Spiritus Mundi due to join the Main Market (Standard), a special purpose acquisition vehicle which will seek acquisition targets in Europe and Asia in the clinical diagnostics sector. The Company has already raised approximately £1.2m in a pre-IPO fundraising round. Due in Feb, delayed again.

Recycling Tech Group to join AIM, a UK-based engineering, research and manufacturing company that has developed a modular and mass producible machine, the RT7000, which processes hard to recycle plastic waste into a synthetic oil that can be sold back to the petrochemicals industry as a chemical feedstock to make new plastics. Targeting a £40m raise. Due early Q1 2022. 

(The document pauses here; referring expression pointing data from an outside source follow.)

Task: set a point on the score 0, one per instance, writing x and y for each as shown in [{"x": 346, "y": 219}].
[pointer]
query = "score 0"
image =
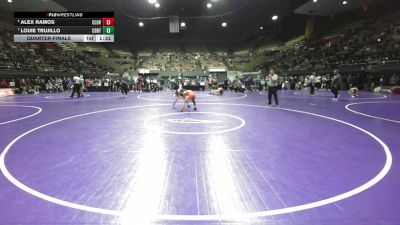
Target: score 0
[{"x": 108, "y": 21}]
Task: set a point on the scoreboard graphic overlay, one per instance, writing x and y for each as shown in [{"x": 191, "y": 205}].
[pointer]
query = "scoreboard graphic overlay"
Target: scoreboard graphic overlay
[{"x": 64, "y": 26}]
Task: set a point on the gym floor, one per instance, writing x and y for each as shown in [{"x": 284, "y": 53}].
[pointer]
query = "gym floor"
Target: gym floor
[{"x": 105, "y": 159}]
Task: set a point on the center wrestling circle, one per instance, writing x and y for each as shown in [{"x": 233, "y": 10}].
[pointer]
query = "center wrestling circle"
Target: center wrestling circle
[{"x": 194, "y": 123}]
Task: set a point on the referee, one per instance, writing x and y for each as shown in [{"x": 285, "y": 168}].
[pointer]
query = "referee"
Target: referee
[
  {"x": 272, "y": 83},
  {"x": 77, "y": 86}
]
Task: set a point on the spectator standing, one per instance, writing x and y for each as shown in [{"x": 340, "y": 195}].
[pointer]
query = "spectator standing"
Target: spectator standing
[
  {"x": 336, "y": 84},
  {"x": 272, "y": 83}
]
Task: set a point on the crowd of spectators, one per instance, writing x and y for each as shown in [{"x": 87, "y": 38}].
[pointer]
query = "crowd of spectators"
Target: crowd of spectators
[
  {"x": 179, "y": 61},
  {"x": 46, "y": 57}
]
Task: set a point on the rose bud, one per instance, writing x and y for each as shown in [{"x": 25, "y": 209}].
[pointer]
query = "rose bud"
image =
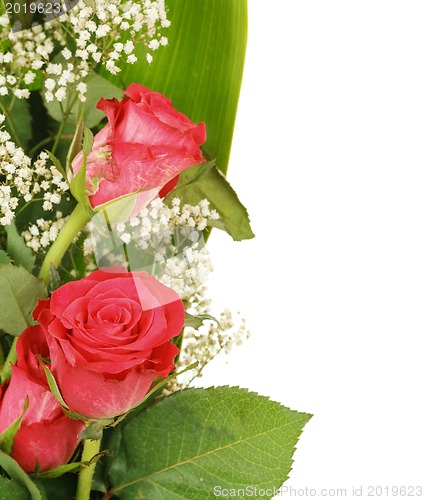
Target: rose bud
[
  {"x": 144, "y": 146},
  {"x": 47, "y": 438},
  {"x": 109, "y": 338}
]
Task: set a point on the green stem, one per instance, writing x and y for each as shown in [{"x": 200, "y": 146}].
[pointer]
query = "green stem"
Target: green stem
[
  {"x": 12, "y": 357},
  {"x": 90, "y": 450},
  {"x": 37, "y": 147},
  {"x": 76, "y": 222}
]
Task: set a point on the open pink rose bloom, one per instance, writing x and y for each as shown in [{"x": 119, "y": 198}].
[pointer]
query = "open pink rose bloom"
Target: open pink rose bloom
[{"x": 142, "y": 149}]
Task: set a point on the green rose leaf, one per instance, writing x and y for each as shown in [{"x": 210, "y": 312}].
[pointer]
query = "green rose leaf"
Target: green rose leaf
[
  {"x": 206, "y": 181},
  {"x": 15, "y": 471},
  {"x": 18, "y": 122},
  {"x": 97, "y": 87},
  {"x": 202, "y": 67},
  {"x": 199, "y": 439},
  {"x": 17, "y": 249},
  {"x": 20, "y": 292}
]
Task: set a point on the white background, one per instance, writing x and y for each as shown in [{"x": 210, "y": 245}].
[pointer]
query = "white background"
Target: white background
[{"x": 328, "y": 156}]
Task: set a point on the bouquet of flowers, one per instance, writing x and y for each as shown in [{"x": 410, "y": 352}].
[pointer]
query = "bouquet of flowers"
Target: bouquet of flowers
[{"x": 108, "y": 192}]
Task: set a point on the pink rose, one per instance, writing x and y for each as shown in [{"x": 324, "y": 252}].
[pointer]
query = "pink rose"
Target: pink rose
[
  {"x": 47, "y": 437},
  {"x": 109, "y": 338},
  {"x": 145, "y": 145}
]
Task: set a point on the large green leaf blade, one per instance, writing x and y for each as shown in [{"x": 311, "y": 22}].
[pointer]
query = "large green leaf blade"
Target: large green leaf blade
[
  {"x": 19, "y": 293},
  {"x": 201, "y": 69},
  {"x": 199, "y": 439}
]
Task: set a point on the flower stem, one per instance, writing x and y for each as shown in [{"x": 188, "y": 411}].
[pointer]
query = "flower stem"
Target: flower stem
[
  {"x": 90, "y": 450},
  {"x": 76, "y": 222}
]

Nu-Oil and Gas  to acquire Guardian Maritime Ltd and Guardian Barriers IP Ltd and become Guardian Global Security plc and join the Main Market (Standard). Guardian is a technology group that supplies products to prevent unauthorised entry into areas that are deemed to have value, with maritime security being the main focus initially. Due early Feb.

Superdielectrics to join AIM, a Company which is focused on developing technology to build supercapacitors with high energy density, low cost, and environmentally benign electrical energy storage devices that will help create a clean and sustainable global energy and transportation system. Admission is expected to take place in Due in Feb, delayed again. Mkt Cap and Capital to be raised TBC.